Whether he's shooting movies, directing whole seasons of a TV show, or selling bottles of Bolivian liquor, Steven Soderbergh loves a problem. The bigger, the better. His more issue-oriented movies -- like the Oscar-winning drug crisis epic Traffic, the whistleblower dramas Erin Brockovich and The Informant!, and this year's organized sports parable High Flying Bird -- don't necessarily offer solutions or attempt to address the root of a topic head on. Instead, they approach a societal ill or a political quandary from a variety of angles, often using genre to wiggle into the complexities of the subject and an abundance of style to slice the information into digestible morsels. He makes the difficult go down easy.
Soderbergh's latest Netflix release, the proudly cheeky Panama Papers explainer The Laundromat, is a chance for him to work in a range of tricky storytelling modes. The presence of Meryl Streep, one of the most celebrated actresses of all time, in a starring role as Ellen Martin, a woman who untangles a web of financial corruption following the tragic death of her husband (James Cromwell), would perhaps make you assume this is a more straightforward narrative than it actually is. Instead, Scott Z. Burns's script, which was adapted from the nonfiction book Secrecy World: Inside the Panama Papers Investigation of Illicit Money Networks and the Global Elite by Jake Bernstein, opens with jaunty, direct-to-the-camera narration from Gary Oldman and Antonio Banderas, playing real-life lawyers Jürgen Mossack and Ramón Fonseca, who are currently suing Netflix in a last-ditch effort to stop the release of the movie (spoiler: the movie is on Netflix now), and they rarely cede the floor for very long. Streep is merely part of a larger scheme.

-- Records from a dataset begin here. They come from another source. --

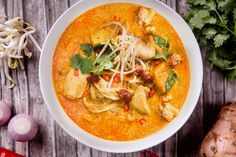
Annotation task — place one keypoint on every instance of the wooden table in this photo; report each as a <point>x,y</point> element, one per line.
<point>52,140</point>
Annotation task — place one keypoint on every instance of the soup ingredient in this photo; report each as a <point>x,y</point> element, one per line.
<point>99,105</point>
<point>22,128</point>
<point>220,140</point>
<point>14,36</point>
<point>85,64</point>
<point>74,86</point>
<point>214,22</point>
<point>171,80</point>
<point>144,51</point>
<point>139,100</point>
<point>145,15</point>
<point>102,88</point>
<point>125,95</point>
<point>5,113</point>
<point>168,111</point>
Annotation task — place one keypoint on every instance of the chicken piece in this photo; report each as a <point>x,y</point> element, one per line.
<point>149,29</point>
<point>144,51</point>
<point>74,86</point>
<point>175,59</point>
<point>100,36</point>
<point>221,139</point>
<point>145,15</point>
<point>169,111</point>
<point>139,100</point>
<point>160,75</point>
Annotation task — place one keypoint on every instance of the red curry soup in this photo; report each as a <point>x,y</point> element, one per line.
<point>120,71</point>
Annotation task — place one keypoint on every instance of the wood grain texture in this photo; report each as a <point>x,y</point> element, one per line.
<point>52,141</point>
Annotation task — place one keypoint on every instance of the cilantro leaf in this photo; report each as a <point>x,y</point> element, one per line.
<point>84,64</point>
<point>104,62</point>
<point>220,39</point>
<point>87,48</point>
<point>210,33</point>
<point>75,61</point>
<point>171,80</point>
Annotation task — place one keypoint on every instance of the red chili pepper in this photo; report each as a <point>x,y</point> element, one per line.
<point>169,60</point>
<point>142,121</point>
<point>150,153</point>
<point>76,72</point>
<point>151,92</point>
<point>116,78</point>
<point>7,153</point>
<point>156,63</point>
<point>117,18</point>
<point>106,77</point>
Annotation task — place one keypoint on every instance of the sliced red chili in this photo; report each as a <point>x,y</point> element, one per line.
<point>142,121</point>
<point>125,95</point>
<point>147,78</point>
<point>106,77</point>
<point>151,92</point>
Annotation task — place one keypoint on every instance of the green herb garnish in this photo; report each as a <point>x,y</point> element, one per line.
<point>87,48</point>
<point>84,64</point>
<point>214,22</point>
<point>171,80</point>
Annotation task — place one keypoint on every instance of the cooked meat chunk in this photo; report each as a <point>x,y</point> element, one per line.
<point>139,100</point>
<point>169,111</point>
<point>160,75</point>
<point>144,51</point>
<point>74,86</point>
<point>145,15</point>
<point>100,36</point>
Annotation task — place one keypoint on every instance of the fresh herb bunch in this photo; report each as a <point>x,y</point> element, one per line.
<point>214,22</point>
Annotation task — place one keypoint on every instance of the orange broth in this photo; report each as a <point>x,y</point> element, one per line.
<point>107,125</point>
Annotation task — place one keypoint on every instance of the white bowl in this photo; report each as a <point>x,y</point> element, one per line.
<point>56,110</point>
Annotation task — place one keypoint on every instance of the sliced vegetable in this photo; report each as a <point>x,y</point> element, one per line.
<point>74,86</point>
<point>22,127</point>
<point>139,100</point>
<point>5,113</point>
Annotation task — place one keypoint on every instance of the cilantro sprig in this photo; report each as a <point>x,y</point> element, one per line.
<point>214,22</point>
<point>165,45</point>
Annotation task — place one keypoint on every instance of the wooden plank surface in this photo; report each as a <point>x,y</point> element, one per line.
<point>52,141</point>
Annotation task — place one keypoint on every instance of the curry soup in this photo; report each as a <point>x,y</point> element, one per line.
<point>121,72</point>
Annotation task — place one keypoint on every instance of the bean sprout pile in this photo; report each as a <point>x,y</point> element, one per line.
<point>14,36</point>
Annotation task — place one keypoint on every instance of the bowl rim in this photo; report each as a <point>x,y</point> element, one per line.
<point>86,138</point>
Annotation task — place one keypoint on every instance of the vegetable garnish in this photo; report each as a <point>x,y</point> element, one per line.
<point>87,48</point>
<point>165,45</point>
<point>214,22</point>
<point>171,80</point>
<point>14,36</point>
<point>84,64</point>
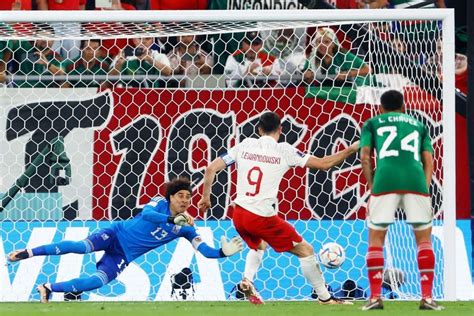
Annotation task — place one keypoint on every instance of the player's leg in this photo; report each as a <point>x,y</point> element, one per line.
<point>375,266</point>
<point>252,264</point>
<point>253,261</point>
<point>242,220</point>
<point>95,242</point>
<point>381,213</point>
<point>108,268</point>
<point>420,216</point>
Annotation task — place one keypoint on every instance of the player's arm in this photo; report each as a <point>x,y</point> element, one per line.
<point>427,156</point>
<point>228,248</point>
<point>366,162</point>
<point>327,162</point>
<point>216,165</point>
<point>427,161</point>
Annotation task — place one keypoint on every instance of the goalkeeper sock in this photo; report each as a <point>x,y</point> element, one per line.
<point>313,274</point>
<point>375,264</point>
<point>61,248</point>
<point>426,263</point>
<point>93,282</point>
<point>252,263</point>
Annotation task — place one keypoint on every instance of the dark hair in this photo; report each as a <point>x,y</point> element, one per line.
<point>391,100</point>
<point>177,185</point>
<point>269,122</point>
<point>252,38</point>
<point>86,42</point>
<point>43,27</point>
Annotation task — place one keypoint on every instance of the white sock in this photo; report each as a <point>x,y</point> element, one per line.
<point>313,274</point>
<point>252,263</point>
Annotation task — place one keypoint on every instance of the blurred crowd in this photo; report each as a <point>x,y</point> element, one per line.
<point>287,57</point>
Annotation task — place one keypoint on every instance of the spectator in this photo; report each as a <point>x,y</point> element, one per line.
<point>330,63</point>
<point>189,59</point>
<point>15,5</point>
<point>288,45</point>
<point>249,66</point>
<point>90,63</point>
<point>67,48</point>
<point>37,58</point>
<point>141,59</point>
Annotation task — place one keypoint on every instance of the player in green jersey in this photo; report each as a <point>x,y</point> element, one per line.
<point>404,168</point>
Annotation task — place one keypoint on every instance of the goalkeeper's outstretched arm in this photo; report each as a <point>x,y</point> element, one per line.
<point>228,247</point>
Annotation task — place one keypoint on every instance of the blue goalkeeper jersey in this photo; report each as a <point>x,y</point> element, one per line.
<point>150,229</point>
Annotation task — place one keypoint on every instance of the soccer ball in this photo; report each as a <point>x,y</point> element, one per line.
<point>332,255</point>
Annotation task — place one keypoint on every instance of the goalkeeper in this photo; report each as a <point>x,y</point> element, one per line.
<point>161,221</point>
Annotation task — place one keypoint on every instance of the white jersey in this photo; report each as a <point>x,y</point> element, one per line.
<point>261,164</point>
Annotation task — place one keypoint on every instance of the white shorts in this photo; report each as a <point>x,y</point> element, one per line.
<point>382,208</point>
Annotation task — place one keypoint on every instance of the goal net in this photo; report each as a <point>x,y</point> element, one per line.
<point>96,116</point>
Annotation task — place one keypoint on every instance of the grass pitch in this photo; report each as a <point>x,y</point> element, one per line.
<point>295,308</point>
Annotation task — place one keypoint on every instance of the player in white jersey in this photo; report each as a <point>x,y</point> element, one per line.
<point>261,164</point>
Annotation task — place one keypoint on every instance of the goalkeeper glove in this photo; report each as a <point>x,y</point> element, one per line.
<point>180,219</point>
<point>232,246</point>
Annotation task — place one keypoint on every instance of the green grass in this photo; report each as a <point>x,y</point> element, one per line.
<point>295,308</point>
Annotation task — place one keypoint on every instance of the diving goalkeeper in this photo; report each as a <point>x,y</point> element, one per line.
<point>161,221</point>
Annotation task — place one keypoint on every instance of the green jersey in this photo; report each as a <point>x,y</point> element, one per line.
<point>398,140</point>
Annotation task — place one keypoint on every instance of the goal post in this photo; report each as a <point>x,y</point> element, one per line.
<point>142,129</point>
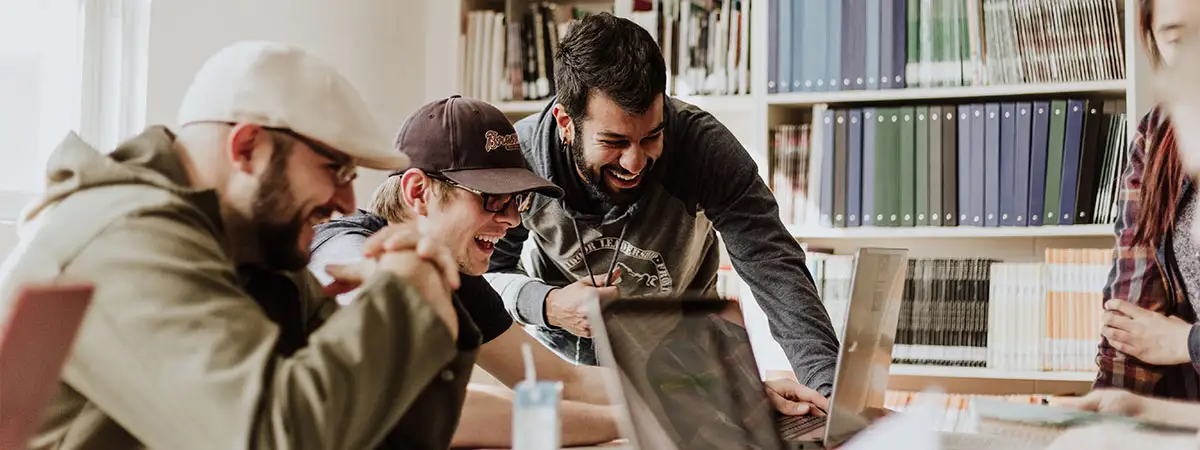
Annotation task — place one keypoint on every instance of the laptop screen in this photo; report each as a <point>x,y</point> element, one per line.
<point>689,373</point>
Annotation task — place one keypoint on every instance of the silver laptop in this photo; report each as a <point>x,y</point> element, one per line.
<point>689,378</point>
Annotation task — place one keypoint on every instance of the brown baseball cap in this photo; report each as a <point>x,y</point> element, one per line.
<point>471,143</point>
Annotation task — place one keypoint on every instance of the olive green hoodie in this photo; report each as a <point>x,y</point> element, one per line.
<point>180,349</point>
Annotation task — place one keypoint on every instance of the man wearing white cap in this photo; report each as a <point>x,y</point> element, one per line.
<point>205,330</point>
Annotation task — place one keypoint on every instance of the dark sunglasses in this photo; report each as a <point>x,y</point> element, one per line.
<point>343,169</point>
<point>493,202</point>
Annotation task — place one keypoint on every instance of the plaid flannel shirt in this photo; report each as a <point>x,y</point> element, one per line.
<point>1147,277</point>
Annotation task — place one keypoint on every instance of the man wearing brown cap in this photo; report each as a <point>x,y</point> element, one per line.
<point>467,185</point>
<point>204,330</point>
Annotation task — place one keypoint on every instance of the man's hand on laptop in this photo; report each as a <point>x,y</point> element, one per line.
<point>793,399</point>
<point>567,307</point>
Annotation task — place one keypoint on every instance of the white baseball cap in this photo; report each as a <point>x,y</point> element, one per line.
<point>283,87</point>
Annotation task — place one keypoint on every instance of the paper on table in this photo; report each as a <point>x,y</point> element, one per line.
<point>913,429</point>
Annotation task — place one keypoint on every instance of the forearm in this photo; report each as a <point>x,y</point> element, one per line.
<point>487,420</point>
<point>588,385</point>
<point>525,297</point>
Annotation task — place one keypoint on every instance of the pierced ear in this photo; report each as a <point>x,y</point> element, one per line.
<point>565,125</point>
<point>241,143</point>
<point>415,191</point>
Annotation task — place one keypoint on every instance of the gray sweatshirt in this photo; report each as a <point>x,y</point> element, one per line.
<point>666,241</point>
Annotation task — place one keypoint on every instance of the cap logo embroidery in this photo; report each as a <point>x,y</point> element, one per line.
<point>493,141</point>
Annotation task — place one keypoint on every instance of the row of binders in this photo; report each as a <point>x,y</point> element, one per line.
<point>507,59</point>
<point>868,45</point>
<point>982,165</point>
<point>984,313</point>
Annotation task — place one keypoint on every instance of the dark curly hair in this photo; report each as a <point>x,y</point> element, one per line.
<point>616,57</point>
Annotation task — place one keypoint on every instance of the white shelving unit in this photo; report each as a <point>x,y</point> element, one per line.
<point>751,117</point>
<point>520,109</point>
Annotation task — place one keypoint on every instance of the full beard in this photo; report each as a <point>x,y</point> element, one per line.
<point>594,178</point>
<point>279,241</point>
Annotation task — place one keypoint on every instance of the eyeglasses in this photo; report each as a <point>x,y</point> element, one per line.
<point>495,202</point>
<point>345,171</point>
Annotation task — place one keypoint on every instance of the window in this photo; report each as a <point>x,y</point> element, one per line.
<point>66,65</point>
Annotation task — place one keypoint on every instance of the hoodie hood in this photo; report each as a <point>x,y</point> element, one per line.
<point>148,159</point>
<point>364,223</point>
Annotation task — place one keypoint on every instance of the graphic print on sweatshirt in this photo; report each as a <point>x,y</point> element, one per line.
<point>642,271</point>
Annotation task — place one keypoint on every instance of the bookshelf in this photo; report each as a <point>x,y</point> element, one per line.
<point>753,117</point>
<point>1083,231</point>
<point>949,93</point>
<point>520,108</point>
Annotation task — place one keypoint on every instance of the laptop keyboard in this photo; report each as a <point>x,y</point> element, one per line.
<point>958,441</point>
<point>793,426</point>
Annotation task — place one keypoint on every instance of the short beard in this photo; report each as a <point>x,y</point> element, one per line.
<point>276,229</point>
<point>594,179</point>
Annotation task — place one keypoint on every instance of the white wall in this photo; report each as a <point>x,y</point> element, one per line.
<point>378,45</point>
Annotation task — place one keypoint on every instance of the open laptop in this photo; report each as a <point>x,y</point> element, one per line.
<point>690,381</point>
<point>36,335</point>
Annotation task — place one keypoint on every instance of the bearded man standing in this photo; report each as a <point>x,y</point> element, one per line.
<point>648,183</point>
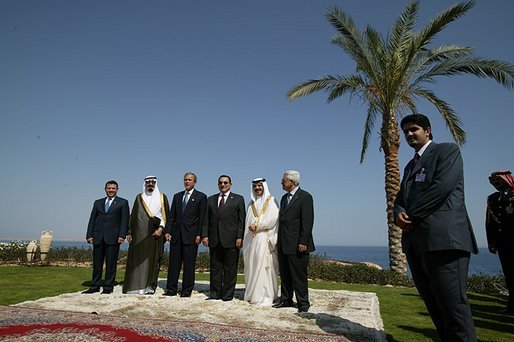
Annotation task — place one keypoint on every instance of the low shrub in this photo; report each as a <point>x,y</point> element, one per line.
<point>14,251</point>
<point>323,269</point>
<point>486,284</point>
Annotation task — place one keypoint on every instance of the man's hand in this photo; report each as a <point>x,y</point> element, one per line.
<point>403,221</point>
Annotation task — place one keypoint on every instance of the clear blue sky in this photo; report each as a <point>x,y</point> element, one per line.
<point>99,90</point>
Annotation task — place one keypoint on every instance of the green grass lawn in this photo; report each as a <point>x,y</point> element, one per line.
<point>403,312</point>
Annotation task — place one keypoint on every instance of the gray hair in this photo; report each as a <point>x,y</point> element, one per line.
<point>293,175</point>
<point>191,174</point>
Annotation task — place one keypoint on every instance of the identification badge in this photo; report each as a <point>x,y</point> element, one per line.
<point>420,177</point>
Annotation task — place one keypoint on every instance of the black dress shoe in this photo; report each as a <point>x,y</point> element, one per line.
<point>283,304</point>
<point>91,290</point>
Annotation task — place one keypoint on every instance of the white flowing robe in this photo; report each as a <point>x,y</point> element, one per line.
<point>259,253</point>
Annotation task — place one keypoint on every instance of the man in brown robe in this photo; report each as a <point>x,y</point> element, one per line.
<point>146,239</point>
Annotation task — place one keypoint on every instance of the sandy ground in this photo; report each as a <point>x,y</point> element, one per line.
<point>355,315</point>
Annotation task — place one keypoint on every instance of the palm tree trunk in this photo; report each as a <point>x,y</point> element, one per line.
<point>390,143</point>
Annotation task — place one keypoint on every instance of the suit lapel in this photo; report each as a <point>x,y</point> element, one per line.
<point>293,199</point>
<point>181,199</point>
<point>422,161</point>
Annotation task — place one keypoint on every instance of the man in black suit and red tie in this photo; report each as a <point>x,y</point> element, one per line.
<point>106,231</point>
<point>437,234</point>
<point>223,230</point>
<point>184,230</point>
<point>295,242</point>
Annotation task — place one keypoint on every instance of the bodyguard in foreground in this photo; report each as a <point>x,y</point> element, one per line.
<point>437,234</point>
<point>107,230</point>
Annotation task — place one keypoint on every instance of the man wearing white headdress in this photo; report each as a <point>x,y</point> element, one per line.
<point>259,251</point>
<point>146,239</point>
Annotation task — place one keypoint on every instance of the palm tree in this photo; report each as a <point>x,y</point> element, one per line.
<point>391,73</point>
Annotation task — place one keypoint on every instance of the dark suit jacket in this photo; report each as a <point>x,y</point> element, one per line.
<point>227,225</point>
<point>432,195</point>
<point>106,227</point>
<point>295,223</point>
<point>187,223</point>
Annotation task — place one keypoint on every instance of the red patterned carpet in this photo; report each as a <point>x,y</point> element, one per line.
<point>29,324</point>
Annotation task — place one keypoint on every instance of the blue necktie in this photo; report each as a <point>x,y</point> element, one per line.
<point>184,202</point>
<point>107,204</point>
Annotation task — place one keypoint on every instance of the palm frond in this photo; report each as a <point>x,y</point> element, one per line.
<point>402,30</point>
<point>354,84</point>
<point>351,41</point>
<point>502,72</point>
<point>368,130</point>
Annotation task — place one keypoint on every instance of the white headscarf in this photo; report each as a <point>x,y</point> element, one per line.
<point>152,199</point>
<point>259,201</point>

Still, she remains a star, captivating as she argues with a real estate agent in an empty Las Vegas condo or sprays an office with buckshot in a loopy fantasy sequence. But The Laundromat is a crowded constellation, one where actors like Sharon Stone, David Schwimmer, Jeffery Wright, Larry Wilmore, Will Forte, and Chris Parnell soar across the screen like wayward asteroids from other movies before departing forever. Though Streep shines, Soderbergh's telescope-like camera is always moving, pulling back to create a sense of scale and then zooming in on new details to create a sense of immediacy. "Confused yet?" asks Banderas at one point early on, signaling that the excess of the browser-crashing, too-many-tabs aesthetic might be the point.